Methods A lightweight UAV infrared object detection model, PSI-YOLO, is proposed based on multi-scale feature fusion and channel compression. First, to address the limitations of UAV computational resources and the loss of texture details in infrared images, a multi-scale feature extraction network, PHGNet (
Fig.2), is introduced. This backbone network integrates the HGNetV2 network with channel scaling (
Fig.3) and a partial perceptual spatial attention mechanism (
Fig.4), achieving a lightweight design while enhancing feature extraction accuracy. Second, to handle complex backgrounds and excessive angular changes in infrared images, which cause target image distortion, a Slim-neck is designed to improve information flow through grouped convolutions and channel rearrangement (
Fig.5), combined with cross-stage and partial residual connections (
Fig.6) for feature fusion. Finally, the Inner-Eiou (
Fig.7) loss function is introduced to accelerate model convergence and improve target localization accuracy, thereby strengthening target object detection performance.

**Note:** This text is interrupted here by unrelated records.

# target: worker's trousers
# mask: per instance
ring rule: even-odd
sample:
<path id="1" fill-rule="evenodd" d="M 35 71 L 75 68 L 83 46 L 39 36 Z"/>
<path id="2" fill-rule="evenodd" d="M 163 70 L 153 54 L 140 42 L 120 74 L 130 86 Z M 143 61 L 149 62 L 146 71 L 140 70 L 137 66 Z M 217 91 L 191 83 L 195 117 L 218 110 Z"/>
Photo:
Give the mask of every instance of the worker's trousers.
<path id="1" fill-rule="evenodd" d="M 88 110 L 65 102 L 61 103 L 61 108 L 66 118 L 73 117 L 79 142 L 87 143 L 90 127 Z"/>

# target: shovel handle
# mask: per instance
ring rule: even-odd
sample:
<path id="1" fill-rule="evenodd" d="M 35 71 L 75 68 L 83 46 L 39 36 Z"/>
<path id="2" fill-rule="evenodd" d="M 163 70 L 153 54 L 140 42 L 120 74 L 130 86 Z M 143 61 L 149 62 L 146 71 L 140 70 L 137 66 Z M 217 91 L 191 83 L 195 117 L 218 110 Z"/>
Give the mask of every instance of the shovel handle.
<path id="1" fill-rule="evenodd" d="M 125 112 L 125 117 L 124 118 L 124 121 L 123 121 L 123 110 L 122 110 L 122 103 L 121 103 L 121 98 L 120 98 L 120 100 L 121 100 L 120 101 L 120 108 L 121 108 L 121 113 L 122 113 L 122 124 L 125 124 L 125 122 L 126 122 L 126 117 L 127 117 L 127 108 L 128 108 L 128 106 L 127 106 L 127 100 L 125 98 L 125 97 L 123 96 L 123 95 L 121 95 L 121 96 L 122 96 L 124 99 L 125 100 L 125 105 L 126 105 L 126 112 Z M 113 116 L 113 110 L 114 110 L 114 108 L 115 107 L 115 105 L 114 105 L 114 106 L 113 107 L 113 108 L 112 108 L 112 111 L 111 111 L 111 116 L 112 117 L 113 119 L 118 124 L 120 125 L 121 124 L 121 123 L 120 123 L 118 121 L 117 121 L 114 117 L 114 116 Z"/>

Results and Discussions The experiments were conducted using the HIT-UAV dataset (
Fig.8), which is mainly used for personnel and vehicle detection in thermal infrared images of high-altitude UAVs. The feasibility of the improvements in each module is verified by ablation experiments (
Tab.2) and comparison experiments of different lightweight backbone networks (
Tab.3). The results show that PHGNet achieves a better balance between lightweight design and detection accuracy. Next, the performance of different loss functions is evaluated (
Tab.4), and the experimental results show that Inner-EIoU converges faster and with less fluctuation (
Fig.10). In addition, a comparison with the experimental results of different modeling algorithms (
Tab.5) shows that PSI-YOLO outperforms the benchmark model in detection performance (
Fig.11) and reduces the number of parameters, model size, and FLOPs by 35.5%, 25.4%, and 28.0%, respectively. Finally, heat maps (
Fig.12) and detection maps (
Fig.13) are provided, more comprehensively verifying the effectiveness of the improved model in reducing missed and false detection rates.
Conclusions A lightweight object detection model, PSI-YOLO, is developed to address the challenges of significant feature loss, low recognition accuracy, and high computational cost caused by the lack of texture details and target deformation in UAV infrared images. The model incorporates a lightweight backbone network, PHGNet, to alleviate feature loss resulting from the absence of texture details. To resolve target deformation and stretching issues in infrared images, the Slim-neck module leverages grouped convolutions and cross-stage connections for efficient feature fusion. The loss function is refined to Inner-EIoU. Experimental results validate the effectiveness and superiority of the algorithm for object detection in UAV infrared scenes.